Statements from the 39th Congress, which passed the 1866 CRA, make even more clear that the children of illegals were not intended to be included in the Citizenship Clause.
Illinois Sen. Lyman Trumbull, who was the primary author of the law, used language explicitly excluding the children of “persons temporarily resident” as part of that Congress’s goal “to withhold birthright citizenship from those who did not owe a complete, permanent allegiance to the United States and who were not part of the ‘American people.’”
Rep.
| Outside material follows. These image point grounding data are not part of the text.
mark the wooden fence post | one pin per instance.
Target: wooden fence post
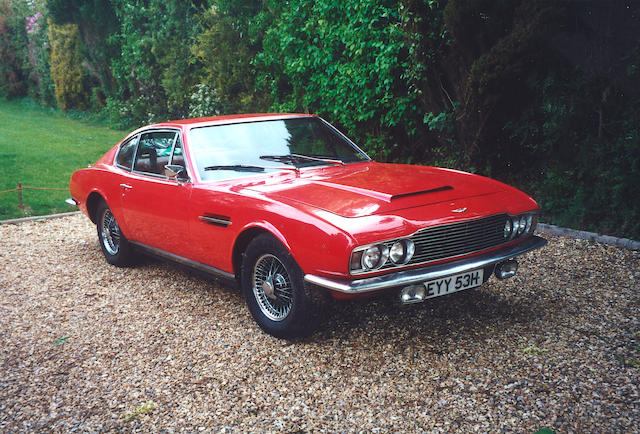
(21, 205)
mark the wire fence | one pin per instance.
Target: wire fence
(20, 188)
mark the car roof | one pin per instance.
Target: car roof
(227, 119)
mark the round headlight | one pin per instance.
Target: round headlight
(508, 228)
(401, 252)
(529, 228)
(374, 257)
(522, 225)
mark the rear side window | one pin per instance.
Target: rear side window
(126, 153)
(154, 152)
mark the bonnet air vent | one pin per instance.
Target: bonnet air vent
(416, 193)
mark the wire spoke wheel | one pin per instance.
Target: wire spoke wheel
(272, 287)
(110, 232)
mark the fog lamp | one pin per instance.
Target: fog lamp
(506, 269)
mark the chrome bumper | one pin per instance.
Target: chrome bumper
(408, 277)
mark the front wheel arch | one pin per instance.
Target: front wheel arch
(281, 304)
(242, 242)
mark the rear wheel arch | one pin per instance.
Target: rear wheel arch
(93, 201)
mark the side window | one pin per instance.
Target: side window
(126, 153)
(154, 152)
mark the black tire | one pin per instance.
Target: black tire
(274, 290)
(114, 245)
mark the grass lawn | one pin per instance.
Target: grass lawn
(42, 148)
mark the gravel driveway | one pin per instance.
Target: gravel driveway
(87, 346)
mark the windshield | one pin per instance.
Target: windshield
(226, 151)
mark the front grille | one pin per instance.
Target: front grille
(457, 239)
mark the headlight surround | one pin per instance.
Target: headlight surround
(374, 257)
(401, 251)
(508, 228)
(520, 225)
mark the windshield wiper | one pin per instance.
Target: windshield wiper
(237, 168)
(248, 168)
(290, 158)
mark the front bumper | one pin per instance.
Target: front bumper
(409, 277)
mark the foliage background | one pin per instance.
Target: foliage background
(539, 94)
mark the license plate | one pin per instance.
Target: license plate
(458, 282)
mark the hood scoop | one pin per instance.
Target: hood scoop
(417, 193)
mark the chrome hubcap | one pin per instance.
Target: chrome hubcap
(110, 233)
(272, 287)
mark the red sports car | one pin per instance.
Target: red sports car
(292, 210)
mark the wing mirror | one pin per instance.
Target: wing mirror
(175, 172)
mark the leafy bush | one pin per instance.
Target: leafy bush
(66, 66)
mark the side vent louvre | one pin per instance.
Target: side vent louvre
(216, 219)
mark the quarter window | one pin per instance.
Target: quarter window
(126, 152)
(178, 155)
(154, 152)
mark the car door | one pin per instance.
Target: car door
(155, 206)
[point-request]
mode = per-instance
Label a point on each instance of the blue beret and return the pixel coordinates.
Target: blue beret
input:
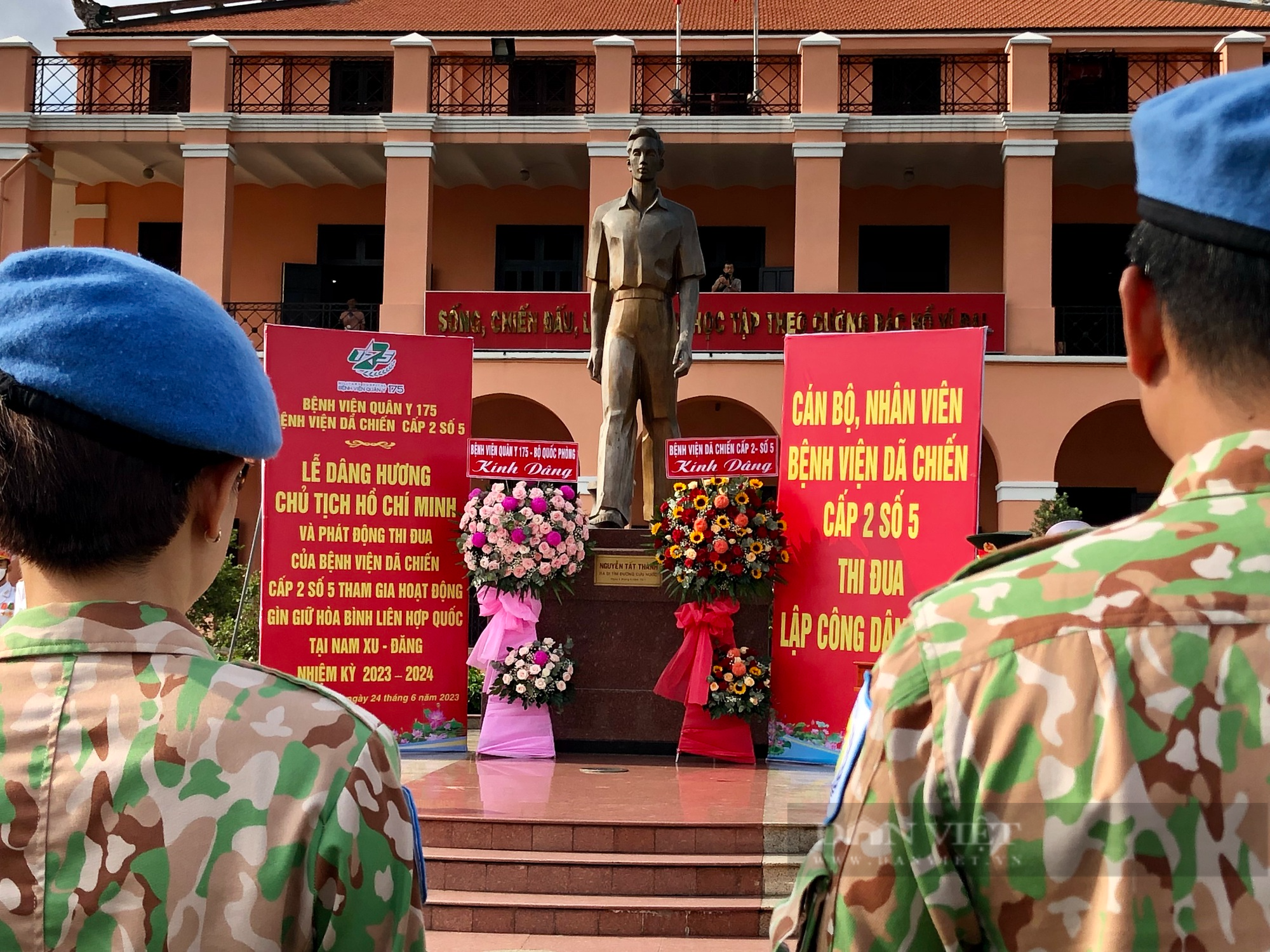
(105, 337)
(1203, 155)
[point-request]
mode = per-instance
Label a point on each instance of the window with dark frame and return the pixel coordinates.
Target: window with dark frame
(904, 258)
(1093, 83)
(170, 87)
(907, 86)
(159, 243)
(721, 87)
(360, 87)
(538, 258)
(543, 87)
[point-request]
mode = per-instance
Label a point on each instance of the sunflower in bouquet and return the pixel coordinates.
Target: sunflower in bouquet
(740, 685)
(719, 539)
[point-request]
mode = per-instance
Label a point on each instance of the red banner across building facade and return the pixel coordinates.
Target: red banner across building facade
(363, 590)
(879, 488)
(523, 460)
(519, 321)
(699, 458)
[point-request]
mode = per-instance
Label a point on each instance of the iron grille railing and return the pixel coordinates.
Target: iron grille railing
(252, 317)
(346, 86)
(923, 86)
(526, 86)
(1089, 331)
(716, 86)
(112, 84)
(1111, 82)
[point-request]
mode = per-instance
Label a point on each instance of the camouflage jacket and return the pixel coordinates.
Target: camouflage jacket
(1070, 746)
(159, 799)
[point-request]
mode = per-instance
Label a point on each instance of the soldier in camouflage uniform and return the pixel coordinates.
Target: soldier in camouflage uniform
(156, 798)
(1069, 747)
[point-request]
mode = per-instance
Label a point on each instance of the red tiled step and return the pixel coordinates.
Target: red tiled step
(458, 833)
(595, 874)
(595, 916)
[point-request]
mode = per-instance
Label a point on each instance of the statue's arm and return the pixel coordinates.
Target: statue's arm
(601, 304)
(601, 293)
(690, 293)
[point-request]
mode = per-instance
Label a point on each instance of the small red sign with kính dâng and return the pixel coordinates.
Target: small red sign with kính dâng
(699, 458)
(523, 460)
John Bingham of Ohio, who was the primary author of the 14th Amendment in the House of Representatives, said “every human being born within the jurisdiction of the United States of parents not owing allegiance to any foreign sovereignty is, in the language of your Constitution itself, a natural-born citizen.”
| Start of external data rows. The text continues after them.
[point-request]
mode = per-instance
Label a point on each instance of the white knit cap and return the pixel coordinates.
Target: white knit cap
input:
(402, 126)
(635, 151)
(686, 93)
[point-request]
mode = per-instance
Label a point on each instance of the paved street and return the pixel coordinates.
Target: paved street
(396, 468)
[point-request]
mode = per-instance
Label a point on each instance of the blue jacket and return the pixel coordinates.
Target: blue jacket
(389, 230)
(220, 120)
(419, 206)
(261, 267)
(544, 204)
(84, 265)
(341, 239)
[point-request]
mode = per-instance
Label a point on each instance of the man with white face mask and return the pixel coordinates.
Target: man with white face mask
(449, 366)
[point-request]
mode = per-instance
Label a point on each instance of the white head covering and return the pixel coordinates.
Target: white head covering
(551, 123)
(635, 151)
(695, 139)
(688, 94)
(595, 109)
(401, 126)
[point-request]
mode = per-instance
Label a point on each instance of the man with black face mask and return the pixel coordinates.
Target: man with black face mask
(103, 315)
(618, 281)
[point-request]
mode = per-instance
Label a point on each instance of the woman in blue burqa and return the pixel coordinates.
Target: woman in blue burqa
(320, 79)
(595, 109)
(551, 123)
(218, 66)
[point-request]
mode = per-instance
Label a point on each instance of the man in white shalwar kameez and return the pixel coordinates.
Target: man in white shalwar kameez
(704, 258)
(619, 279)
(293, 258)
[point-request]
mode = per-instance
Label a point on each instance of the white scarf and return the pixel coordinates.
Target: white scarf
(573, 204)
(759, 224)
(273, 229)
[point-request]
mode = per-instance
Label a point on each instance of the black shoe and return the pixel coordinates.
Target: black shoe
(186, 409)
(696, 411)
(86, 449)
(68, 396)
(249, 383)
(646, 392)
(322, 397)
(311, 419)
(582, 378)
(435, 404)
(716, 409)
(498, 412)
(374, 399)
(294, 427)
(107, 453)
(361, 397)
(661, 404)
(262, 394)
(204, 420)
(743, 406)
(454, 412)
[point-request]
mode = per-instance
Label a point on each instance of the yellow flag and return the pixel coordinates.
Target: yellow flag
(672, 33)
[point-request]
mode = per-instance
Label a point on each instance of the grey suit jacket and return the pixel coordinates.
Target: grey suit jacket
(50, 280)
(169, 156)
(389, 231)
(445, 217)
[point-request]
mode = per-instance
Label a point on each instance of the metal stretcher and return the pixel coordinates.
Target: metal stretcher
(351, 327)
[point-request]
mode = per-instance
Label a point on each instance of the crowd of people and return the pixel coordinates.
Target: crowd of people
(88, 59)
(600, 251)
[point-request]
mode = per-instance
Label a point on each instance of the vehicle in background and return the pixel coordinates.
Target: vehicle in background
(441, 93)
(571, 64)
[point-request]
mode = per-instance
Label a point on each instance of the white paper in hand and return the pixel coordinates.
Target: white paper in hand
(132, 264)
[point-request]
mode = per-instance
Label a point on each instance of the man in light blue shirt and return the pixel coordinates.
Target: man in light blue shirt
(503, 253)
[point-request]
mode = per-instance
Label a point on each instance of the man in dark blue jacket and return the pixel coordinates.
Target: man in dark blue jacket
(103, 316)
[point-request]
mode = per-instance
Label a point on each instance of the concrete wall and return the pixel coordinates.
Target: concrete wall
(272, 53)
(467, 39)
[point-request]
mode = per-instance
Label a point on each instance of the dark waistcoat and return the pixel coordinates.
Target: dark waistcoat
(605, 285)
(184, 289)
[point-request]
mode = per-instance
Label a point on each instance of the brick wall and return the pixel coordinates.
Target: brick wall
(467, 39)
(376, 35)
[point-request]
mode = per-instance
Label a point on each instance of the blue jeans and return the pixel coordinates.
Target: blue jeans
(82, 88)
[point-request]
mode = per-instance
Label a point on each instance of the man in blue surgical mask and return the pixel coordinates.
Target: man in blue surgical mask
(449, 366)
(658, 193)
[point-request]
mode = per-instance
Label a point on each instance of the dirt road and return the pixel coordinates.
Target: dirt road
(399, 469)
Sen. Jacob Howard of Michigan explained how the Citizenship Clause was interrelated with the 1866 CRA, noting it “will not, of course, include persons born in the United States who are foreigners, aliens, [or] who belong to the families of embassadors [sic] or foreign ministers accredited to the Government of the United States.”
To the last point on those born to ambassadors or foreign ministers, even the left agrees, which undercuts their overarching argument that mere presence in the country should result in citizenship.
In the 1880s, secretaries of state had denied citizenship to persons born on U.S. soil at least twice because their parents were not subjects of the United States, the brief said.
In 19th century lectures on naturalization and citizenship, Supreme Court Justice Samuel Freeman Miller explained that “if a stranger or traveller [sic] passing through, or temporarily residing in this country, who has not himself been naturalized, and who claims to owe no allegiance to our Government, has a child born here which goes out of the country with its father, such child is not a citizen of the United States, because it was not subject to its jurisdiction.”
If the Supreme Court ends up taking the case and rules in line with the true understanding of the 14th Amendment and the Citizenship Clause, the Trump administration could start turning the corner on removing the true number of illegals in the country, including those who were erroneously given the ability to stay under the theory that their parents could just get them across the border before going into labor.
The other states that joined the brief are: Alabama, Alaska, Arkansas, Georgia, Florida, Idaho, Indiana, Kansas, Kentucky, Louisiana, Mississippi, Missouri, Montana, Nebraska, North Dakota, Oklahoma, South Carolina, South Dakota, Texas, Utah, West Virginia, and Wyoming.